Here is the section where I tell myself what I need to hear.
Your art style is just the way you make art. By definition, anything you do is your style because you did it. So don’t sweat it!
Art challenges like “Paint Your Style” are not trying to freak you out. You do not have to have your style defined. You do not actually need an artist’s statement. Rephrase it to “Paint however you want.”
And hey: maybe you don’t have a style yet. Maybe you are just learning basic skills. Maybe you are in a stage that is so exploratory that everything is subject to rapid change. People don’t seem to worry about “having a style” for most skills (baking, riding a bike, etc.), especially for beginners, so why should art be different? You can still share your art without proving your cred.
Even for more advanced artists, style is always evolving. It’s not something you lock in. Elements you identify as being part of your style now may be totally absent from your work in a few years.
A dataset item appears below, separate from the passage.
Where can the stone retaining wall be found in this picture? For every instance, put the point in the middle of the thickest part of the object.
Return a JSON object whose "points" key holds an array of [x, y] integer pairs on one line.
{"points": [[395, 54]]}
You may have yet to discover elements that will become your signature later. Maybe it’s better not to take the temperature of your style that often.
This isn’t so much a technique for finding your style as a mindset shift. Stop thinking of your style as something you must craft and curate and decide upon, and start thinking of it as something that happens to you whether you want it or not. That may sound ominous, but it’s really freeing. It’s something you don’t have to think about. Do what you like and your style will follow.